We travelled from Paris to Germany together. We did not know each other before. We all did our training at different times, we all went to France at different times. I had never seen the others at Fresnes, although I heard the voice of one of them once. They were not in a solitary cell like mine and they were able to communicate a little with people outside through the top of their windows. We met for the first time in
the Avenue Foch.
It was a lovely hot day, a beautiful day. And the Avenue Foch is beautiful, and the house where we were was a beautiful house. I remember little things. One of the girls had a lipstick and we all used it, passed it around and put it on. It was quite a treat. We were young women, after all. And we talked and talked and talked, of course. We talked about when we were captured, and what this one thought about it, what that other one had to say about it. I remember what one of them said because I had the same feelings. She and I, we had a feeling that something had been wrong. The others thought they had been captured because of the work they were doing or the people they were with. She had the feeling, because she had been arrested as soon as she arrived in France, that there was an informant. And I did too.

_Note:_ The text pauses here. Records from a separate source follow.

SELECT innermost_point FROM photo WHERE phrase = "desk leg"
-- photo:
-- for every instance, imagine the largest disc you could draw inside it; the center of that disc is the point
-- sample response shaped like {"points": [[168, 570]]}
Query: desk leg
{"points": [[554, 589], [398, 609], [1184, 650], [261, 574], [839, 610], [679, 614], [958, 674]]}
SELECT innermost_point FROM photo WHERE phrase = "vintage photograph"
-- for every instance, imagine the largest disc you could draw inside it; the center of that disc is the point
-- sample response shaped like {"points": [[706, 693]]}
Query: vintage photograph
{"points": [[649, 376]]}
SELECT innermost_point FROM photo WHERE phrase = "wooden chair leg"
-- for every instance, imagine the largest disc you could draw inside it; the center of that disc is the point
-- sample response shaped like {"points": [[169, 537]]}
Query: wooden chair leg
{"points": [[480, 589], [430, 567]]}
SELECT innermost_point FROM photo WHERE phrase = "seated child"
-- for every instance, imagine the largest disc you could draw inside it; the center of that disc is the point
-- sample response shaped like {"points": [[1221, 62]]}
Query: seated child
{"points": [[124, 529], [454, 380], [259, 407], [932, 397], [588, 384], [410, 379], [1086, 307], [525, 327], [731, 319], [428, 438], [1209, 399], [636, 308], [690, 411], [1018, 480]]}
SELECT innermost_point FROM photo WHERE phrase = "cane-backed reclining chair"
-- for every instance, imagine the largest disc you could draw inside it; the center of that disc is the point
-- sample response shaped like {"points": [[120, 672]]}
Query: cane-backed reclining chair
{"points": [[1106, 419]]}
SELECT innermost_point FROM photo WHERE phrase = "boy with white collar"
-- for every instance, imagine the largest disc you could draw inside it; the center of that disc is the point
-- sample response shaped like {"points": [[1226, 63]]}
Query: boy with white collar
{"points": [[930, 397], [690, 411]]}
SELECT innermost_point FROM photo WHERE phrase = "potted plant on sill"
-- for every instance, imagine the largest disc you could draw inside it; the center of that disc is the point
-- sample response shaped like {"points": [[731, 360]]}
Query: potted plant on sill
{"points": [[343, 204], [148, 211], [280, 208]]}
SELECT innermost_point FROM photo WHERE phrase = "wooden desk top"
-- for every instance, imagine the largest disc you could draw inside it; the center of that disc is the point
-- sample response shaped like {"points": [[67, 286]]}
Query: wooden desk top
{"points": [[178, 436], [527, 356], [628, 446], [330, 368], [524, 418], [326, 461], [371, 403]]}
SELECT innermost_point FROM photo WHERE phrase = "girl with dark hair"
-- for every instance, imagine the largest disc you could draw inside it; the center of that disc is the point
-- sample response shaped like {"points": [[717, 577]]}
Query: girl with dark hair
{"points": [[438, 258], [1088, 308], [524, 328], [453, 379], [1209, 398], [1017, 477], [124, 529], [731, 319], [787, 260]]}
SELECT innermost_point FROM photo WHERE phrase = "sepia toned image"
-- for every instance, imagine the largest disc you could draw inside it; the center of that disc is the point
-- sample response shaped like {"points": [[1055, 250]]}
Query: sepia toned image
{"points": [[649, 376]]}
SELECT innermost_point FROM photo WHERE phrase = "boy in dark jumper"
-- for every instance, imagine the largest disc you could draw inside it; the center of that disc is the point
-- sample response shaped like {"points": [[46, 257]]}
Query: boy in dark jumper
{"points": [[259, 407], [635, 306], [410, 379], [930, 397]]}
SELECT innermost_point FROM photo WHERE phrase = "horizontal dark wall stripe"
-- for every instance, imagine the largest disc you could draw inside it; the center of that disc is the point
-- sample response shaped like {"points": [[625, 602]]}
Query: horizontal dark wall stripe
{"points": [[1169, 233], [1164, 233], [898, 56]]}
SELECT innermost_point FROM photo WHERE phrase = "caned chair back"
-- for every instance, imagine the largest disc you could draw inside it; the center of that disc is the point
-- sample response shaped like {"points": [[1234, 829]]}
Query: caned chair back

We were all young, we were all different, but we all had the feeling in the beginning that we were going to be - helpful. That was why we went into it. And to have impressed the people around them as they did is almost enough. They impressed everyone - the Germans, their guards. They behaved extremely well, those women.
Everybody tried to be a little braver than they felt. All of us had a moment of weakness, we did all cry together at one moment, there were a few tears, but after all it was a lovely spring day in Paris. Riding in the van from the Avenue Foch to the station we could get a glimpse of what was going on in Paris, people sitting on the terraces of cafes drinking their ersatz coffee or whatever. I was looking forward to the trip. I had spent a year alone in my cell and I thought. Now I am going to be with these other women.
On the train we were handcuffed, each one of us handcuffed to somebody else, so we were not free to move around or anything, but we did not look absolutely miserable. No, we made the best of it. I remember one of them even asked a guard for a cigarette, and he gave her one.
We were frightened deep down, all of us. We were wondering what was the next thing, a normal thing to ask yourself in those circumstances. Were we going straight to our death, were we going to a camp, were we going to a prison, were we going to - what? We couldn't not think of those things. Our only hope was maybe to be together somewhere.